Yesterday, after uploading a refreshed www.sicirec.org, some character encoding issues popped up because I had converted the website’s content from ISO-8859-1 (Latin 1) to UTF-8. (I wanted to be able to type and paste special characters from PuTTY into VIM without worrying about the particular encoding of each file.)

The Apache HTTPD at InitFour, our webhosting provider, is configured to send ISO-8859-1 by default, while the one on our test server is configured for UTF-8. This caused a little bit of a surprise when I uploaded the refreshed website and saw all characters outside the ASCII range mangled on the life website!
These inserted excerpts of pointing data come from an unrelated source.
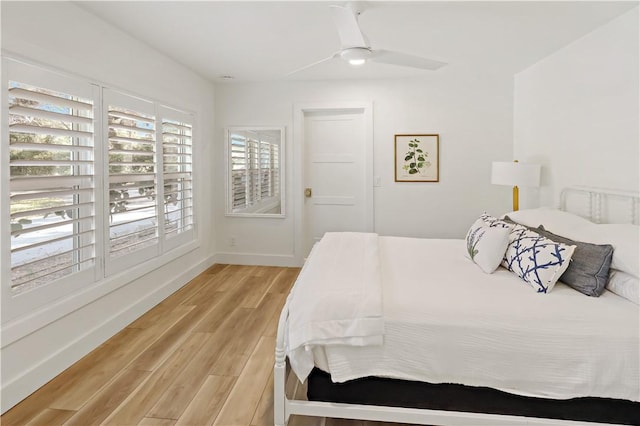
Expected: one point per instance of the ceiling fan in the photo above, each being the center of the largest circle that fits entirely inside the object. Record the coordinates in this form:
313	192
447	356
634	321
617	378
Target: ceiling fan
355	50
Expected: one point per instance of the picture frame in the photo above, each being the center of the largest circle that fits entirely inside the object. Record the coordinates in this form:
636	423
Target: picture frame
417	158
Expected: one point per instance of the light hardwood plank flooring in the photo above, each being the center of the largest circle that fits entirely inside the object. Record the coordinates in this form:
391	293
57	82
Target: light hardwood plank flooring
204	356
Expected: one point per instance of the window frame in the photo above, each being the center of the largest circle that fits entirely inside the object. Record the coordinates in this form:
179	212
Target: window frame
260	208
26	312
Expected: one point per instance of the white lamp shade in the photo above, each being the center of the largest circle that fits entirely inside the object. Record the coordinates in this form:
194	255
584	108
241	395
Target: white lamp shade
515	174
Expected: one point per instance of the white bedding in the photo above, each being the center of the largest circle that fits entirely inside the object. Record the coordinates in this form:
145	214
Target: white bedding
337	299
446	321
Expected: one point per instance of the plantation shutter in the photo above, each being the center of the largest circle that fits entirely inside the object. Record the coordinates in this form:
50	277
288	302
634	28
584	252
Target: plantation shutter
239	167
177	175
265	170
274	170
133	180
51	185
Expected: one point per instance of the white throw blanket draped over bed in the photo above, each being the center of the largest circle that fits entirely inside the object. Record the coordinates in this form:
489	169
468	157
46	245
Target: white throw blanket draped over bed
337	299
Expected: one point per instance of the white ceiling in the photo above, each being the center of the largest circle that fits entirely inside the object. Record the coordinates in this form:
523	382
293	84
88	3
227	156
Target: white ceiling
258	41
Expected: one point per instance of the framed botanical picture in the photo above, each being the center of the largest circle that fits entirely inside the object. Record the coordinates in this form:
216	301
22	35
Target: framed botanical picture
417	158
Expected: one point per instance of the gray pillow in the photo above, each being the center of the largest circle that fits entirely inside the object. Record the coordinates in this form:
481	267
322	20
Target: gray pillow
588	271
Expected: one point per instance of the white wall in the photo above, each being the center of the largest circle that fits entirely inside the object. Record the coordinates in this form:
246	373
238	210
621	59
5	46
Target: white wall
62	35
576	113
472	114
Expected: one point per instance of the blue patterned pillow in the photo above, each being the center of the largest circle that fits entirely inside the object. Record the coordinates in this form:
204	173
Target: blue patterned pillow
536	259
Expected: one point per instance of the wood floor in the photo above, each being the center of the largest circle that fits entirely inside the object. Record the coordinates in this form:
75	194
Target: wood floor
204	356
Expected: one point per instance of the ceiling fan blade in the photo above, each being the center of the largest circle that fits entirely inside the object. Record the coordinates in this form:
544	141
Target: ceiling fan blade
312	64
405	60
348	28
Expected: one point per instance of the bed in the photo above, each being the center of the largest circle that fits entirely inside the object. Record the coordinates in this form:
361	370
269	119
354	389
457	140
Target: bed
419	318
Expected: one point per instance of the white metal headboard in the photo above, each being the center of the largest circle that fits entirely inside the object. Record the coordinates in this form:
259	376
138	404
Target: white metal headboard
601	205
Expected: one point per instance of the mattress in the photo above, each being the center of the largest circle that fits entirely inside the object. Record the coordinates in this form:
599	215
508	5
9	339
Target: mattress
448	322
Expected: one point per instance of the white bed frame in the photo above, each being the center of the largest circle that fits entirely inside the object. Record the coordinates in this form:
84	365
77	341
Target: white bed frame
596	204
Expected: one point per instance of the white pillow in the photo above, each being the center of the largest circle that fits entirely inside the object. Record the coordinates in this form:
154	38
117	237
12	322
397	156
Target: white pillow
486	244
625	238
536	259
624	285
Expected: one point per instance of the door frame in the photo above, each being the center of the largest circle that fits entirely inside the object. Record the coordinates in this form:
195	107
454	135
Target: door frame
299	111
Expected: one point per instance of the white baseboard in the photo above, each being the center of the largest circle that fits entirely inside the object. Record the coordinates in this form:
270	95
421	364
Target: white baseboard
33	378
257	259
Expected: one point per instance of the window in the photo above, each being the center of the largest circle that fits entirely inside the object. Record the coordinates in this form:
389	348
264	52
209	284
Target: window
254	162
132	169
177	175
99	182
51	168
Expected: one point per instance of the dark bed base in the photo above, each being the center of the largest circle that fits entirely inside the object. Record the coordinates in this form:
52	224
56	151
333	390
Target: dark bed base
401	393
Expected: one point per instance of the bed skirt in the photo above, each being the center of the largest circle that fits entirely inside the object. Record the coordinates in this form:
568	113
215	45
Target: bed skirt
452	397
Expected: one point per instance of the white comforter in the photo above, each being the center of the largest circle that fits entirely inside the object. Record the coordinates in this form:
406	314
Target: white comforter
337	299
448	322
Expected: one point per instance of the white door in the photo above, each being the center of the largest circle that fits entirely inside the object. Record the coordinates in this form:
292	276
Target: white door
335	174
I quickly dug into my .htaccess file to add the AddCharset utf-8 .xhtml directive. To my surprise, this didn’t do squat. A lot of fiddling, reloading and researching later, I realized that the following section in my .htaccess file rendered the AddCharset directive irrelevant:

<Files *.xhtml>
ForceType text/html
</Files>

I had to change the ForceType directive to include the charset as a MIME parameter:

<Files *.xhtml>
ForceType 'text/html; charset=UTF-8'
</Files>

Now, it all seemed to work. (Except that it didn’t really because I do some ridiculously complex content negotiation stuff involving a 406 handler in PHP that virtuals the most appropriate variant when no match is found. This script didn’t send a useful Content-Type header. After first adding it to the script, I noticed that the AddDefaultCharset is actually allowed in .htaccess context—a discovery which luckily rendered the other hacks useless.)